Understanding the BRAT Diet and Its Evolution

The BRAT diet, which stands for bananas, rice, applesauce, and toast, was historically recommended by healthcare providers as an eating plan for individuals, particularly babies and children, recovering from stomach flu or diarrhea. The diet was popular due to the low protein, fat, and fiber content of its included foods, making them easier to digest and gentle on the stomach. The diet was believed to produce firmer stools, reduce nausea and vomiting, and offer symptom relief.

Key Concepts in the BRAT Diet Article

BRAT Diet:

The BRAT diet consists of bananas, rice, applesauce, and toast. These foods are low in protein, fat, and fiber, making them easier to digest, and were historically recommended for individuals recovering from stomach flu or diarrhea.

Reasons for No Longer Recommending the BRAT Diet:

Healthcare providers no longer recommend the BRAT diet for managing diarrhea in children due to its lack of essential nutrients. Instead, they suggest oral hydration therapies using rehydration drinks and transitioning to a balanced, nutritious diet as soon as possible.
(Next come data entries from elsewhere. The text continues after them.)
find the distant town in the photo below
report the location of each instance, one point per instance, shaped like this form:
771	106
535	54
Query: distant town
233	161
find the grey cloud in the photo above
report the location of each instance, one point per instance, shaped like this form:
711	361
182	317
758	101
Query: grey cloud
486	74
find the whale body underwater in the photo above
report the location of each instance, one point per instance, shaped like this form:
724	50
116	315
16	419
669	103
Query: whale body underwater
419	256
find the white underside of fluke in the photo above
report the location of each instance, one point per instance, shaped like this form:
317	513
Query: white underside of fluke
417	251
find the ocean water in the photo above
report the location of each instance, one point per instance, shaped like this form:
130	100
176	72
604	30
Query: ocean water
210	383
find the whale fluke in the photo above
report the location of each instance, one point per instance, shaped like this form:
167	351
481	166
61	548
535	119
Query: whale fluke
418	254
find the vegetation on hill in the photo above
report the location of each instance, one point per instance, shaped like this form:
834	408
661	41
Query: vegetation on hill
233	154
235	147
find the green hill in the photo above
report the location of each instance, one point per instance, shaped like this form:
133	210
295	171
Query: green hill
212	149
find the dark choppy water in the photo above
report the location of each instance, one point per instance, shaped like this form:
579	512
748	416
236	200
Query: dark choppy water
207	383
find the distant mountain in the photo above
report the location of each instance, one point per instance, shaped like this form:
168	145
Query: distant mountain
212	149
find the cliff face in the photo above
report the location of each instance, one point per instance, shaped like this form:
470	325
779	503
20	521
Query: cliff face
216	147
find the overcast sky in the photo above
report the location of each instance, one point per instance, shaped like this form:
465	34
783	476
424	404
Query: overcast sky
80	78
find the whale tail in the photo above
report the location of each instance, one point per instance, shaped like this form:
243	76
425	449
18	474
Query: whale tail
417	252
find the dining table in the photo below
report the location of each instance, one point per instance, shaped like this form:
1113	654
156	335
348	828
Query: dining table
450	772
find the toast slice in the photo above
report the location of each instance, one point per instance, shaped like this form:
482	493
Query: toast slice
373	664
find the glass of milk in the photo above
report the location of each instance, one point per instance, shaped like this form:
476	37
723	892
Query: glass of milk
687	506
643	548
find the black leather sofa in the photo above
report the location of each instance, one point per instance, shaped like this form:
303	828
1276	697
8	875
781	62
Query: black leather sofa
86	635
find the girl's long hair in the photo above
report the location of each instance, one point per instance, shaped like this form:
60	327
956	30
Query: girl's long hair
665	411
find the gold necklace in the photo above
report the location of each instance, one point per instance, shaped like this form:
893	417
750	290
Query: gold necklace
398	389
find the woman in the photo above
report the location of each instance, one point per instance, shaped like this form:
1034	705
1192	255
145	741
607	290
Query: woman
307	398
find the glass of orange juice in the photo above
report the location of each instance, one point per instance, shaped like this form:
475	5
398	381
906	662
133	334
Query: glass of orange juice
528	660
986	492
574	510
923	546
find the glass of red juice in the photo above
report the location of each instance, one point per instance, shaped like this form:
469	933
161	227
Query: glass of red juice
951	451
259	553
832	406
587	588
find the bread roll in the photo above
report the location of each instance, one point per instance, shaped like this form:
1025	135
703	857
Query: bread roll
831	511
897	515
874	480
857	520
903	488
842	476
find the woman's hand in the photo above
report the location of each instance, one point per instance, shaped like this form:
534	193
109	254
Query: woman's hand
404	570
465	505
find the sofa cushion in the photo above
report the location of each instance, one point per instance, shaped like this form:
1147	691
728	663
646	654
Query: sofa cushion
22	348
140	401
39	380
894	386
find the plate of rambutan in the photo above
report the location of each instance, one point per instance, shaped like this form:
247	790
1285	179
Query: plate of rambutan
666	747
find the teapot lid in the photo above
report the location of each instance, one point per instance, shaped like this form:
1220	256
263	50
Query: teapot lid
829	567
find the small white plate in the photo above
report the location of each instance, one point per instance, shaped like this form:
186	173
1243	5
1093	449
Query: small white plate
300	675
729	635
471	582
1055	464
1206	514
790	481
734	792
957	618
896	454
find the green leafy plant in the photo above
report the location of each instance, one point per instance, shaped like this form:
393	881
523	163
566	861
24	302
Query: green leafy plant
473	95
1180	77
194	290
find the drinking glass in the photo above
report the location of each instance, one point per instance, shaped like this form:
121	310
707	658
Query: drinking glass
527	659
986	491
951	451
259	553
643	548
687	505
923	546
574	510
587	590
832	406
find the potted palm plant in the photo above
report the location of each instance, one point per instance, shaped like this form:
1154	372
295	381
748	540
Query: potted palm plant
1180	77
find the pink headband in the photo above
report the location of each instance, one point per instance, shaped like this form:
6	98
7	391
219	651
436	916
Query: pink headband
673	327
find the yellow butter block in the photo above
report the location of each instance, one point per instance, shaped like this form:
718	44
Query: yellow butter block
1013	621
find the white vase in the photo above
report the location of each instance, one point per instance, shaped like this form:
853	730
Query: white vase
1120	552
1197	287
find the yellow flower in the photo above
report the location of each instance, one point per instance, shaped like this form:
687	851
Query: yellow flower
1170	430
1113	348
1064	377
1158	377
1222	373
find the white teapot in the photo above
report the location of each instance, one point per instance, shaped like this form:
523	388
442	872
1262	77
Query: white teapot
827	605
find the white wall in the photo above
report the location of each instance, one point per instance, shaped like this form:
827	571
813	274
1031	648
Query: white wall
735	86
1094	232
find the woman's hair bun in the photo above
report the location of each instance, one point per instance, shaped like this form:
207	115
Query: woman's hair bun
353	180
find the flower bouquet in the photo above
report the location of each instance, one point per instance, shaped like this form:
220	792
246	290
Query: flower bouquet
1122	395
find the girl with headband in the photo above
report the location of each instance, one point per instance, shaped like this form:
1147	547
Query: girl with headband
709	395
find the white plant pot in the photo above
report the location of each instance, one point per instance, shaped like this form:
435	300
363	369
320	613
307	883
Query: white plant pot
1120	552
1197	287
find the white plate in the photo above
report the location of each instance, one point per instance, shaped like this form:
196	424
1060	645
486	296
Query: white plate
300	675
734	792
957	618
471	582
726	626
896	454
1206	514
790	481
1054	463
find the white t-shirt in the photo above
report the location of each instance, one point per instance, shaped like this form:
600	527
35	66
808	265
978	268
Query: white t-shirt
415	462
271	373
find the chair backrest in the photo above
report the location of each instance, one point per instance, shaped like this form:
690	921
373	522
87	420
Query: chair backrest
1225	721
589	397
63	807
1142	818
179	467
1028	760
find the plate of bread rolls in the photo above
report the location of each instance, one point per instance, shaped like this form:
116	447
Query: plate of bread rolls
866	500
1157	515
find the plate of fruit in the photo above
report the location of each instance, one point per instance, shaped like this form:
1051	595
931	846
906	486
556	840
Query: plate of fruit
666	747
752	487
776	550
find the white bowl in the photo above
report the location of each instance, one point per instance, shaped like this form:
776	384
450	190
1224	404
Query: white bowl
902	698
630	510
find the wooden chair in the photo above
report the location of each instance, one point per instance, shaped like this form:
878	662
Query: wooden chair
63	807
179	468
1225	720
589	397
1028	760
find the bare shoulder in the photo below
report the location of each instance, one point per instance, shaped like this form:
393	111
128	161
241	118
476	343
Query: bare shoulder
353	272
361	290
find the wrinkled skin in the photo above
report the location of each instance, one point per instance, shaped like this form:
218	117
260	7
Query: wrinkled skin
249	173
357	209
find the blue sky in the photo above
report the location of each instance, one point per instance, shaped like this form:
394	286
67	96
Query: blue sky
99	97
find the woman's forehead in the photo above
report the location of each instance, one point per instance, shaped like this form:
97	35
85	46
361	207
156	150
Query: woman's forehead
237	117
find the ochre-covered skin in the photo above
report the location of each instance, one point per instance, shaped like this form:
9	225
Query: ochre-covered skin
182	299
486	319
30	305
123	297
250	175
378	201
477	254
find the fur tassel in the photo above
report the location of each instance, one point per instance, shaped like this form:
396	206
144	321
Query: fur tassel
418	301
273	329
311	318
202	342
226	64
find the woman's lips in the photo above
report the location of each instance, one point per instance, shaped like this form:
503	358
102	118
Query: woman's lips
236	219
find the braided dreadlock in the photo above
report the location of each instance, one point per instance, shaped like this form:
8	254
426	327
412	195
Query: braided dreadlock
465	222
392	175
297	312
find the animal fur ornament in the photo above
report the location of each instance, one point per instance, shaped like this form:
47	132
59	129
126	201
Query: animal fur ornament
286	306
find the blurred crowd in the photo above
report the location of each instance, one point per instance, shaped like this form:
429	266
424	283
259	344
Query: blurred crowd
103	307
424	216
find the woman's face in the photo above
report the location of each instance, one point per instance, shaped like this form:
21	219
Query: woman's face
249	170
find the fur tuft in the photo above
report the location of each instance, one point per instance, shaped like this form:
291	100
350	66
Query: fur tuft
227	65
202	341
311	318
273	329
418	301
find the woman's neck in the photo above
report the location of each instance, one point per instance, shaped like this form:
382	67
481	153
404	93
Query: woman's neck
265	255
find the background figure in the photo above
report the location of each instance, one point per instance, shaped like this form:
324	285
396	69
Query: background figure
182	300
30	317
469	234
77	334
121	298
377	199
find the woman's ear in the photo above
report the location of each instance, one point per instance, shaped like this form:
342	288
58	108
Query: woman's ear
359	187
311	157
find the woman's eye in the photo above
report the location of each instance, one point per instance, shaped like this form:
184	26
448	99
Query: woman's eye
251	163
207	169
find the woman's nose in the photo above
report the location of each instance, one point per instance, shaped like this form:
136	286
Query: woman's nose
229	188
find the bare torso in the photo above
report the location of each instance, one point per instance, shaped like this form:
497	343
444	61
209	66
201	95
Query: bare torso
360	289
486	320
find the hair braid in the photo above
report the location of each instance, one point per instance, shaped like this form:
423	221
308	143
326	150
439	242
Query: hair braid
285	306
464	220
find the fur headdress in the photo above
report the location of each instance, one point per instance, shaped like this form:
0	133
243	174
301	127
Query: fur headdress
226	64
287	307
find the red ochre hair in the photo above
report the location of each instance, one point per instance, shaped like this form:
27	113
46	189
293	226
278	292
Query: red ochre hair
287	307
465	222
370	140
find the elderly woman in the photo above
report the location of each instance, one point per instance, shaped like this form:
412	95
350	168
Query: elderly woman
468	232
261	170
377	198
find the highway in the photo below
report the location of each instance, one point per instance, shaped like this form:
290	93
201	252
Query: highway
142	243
Effectiveness and Risks of the BRAT Diet:

Despite anecdotal support, limited research exists on the effectiveness and risks of the BRAT diet. Some studies suggest the potential benefits of bananas and rice in reducing diarrhea symptoms, but the overall effectiveness and risks of the diet remain uncertain.

Alternatives and Modifications:

Modifying the BRAT diet by adding bland foods, clear broths, oatmeal, and probiotic-rich options such as yogurt, kefir, and fermented vegetables can help boost its nutritional value. Additionally, maintaining hydration and gradually reintroducing solid foods is essential during recovery.

What Not to Eat:

When following a bland diet, it's important to avoid spicy, fatty, and dairy-rich foods, as well as alcohol, caffeine, sugary desserts, and heavy proteins that could irritate the stomach.

Long-Term Considerations:

While the BRAT diet may be suitable for short-term relief, it lacks essential nutrients for sustained use. It's crucial to transition to a balanced, nutritious diet for long-term health and well-being.

Expert Opinions and Research:

Expert opinions and research studies have contributed to the evolving understanding of the BRAT diet, leading to updated recommendations for managing stomach ailments in children.

This comprehensive overview provides insight into the historical significance, limitations, and potential modifications of the BRAT diet, shedding light on its place in the context of pediatric health and nutrition.